Download or read book The Mirage of America in Contemporary Italian Literature and Film written by Barbara Alfano and published by University of Toronto Press. This book was released on 2013-07-15 with total page 263 pages. Available in PDF, EPUB and Kindle. Book excerpt: The Mirage of America in Contemporary Italian Literature and Film explores the use of images associated with the United States in Italian novels and films released between the 1980s and the 2000s. In this study, Barbara Alfano looks at the ways in which the individuals portrayed in these works – and the intellectuals who created them – confront the cultural construct of the American myth. As Alfano demonstrates, this myth is an integral part of Italians’ discourse to define themselves culturally – in essence, Italian intellectuals talk about America often for the purpose of talking about Italy. The book draws attention to the importance of Italian literature and film as explorations of an individual’s ethics, and to how these productions allow for functioning across cultures. It thus differentiates itself from other studies on the subject that aim at establishing the relevance and influence of American culture on Italian twentieth-century artistic representations.

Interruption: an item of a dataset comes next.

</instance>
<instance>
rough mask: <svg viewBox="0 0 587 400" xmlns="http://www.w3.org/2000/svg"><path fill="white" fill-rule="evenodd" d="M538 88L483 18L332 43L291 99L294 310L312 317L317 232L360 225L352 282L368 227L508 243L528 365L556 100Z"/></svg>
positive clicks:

American Duroc-Jersey Record

American Duroc-Jersey Record
Author :
Publisher :
Total Pages : 1160
Release :
ISBN-10 : CORNELL:31924094203167
ISBN-13 :
Rating : 4/5 (67 Downloads)

Book Synopsis American Duroc-Jersey Record by : American Duroc-Jersey Association

Download or read book American Duroc-Jersey Record written by American Duroc-Jersey Association and published by . This book was released on 1919 with total page 1160 pages. Available in PDF, EPUB and Kindle. Book excerpt:

Bohemia in America, 1858–1920

Bohemia in America, 1858–1920
Author :
Publisher : Stanford University Press
Total Pages : 481
Release :
ISBN-10 : 9780804772549
ISBN-13 : 0804772541
Rating : 4/5 (49 Downloads)

Book Synopsis Bohemia in America, 1858–1920 by : Joanna Levin

Download or read book Bohemia in America, 1858–1920 written by Joanna Levin and published by Stanford University Press. This book was released on 2009-10-21 with total page 481 pages. Available in PDF, EPUB and Kindle. Book excerpt: Bohemia in America, 1858–1920 explores the construction and emergence of "Bohemia" in American literature and culture. Simultaneously a literary trope, a cultural nexus, and a socio-economic landscape, la vie bohème traveled to the United States from the Parisian Latin Quarter in the 1850s. At first the province of small artistic coteries, Bohemia soon inspired a popular vogue, embodied in restaurants, clubs, neighborhoods, novels, poems, and dramatic performances across the country. Levin's study follows la vie bohème from its earliest expressions in the U.S. until its explosion in Greenwich Village in the 1910s. Although Bohemia was everywhere in nineteenth- and twentieth-century American culture, it has received relatively little scholarly attention. Bohemia in America, 1858–1920 fills this critical void, discovering and exploring the many textual and geographic spaces in which Bohemia was conjured. Joanna Levin not only provides access to a neglected cultural phenomenon but also to a new and compelling way of charting the development of American literature and culture.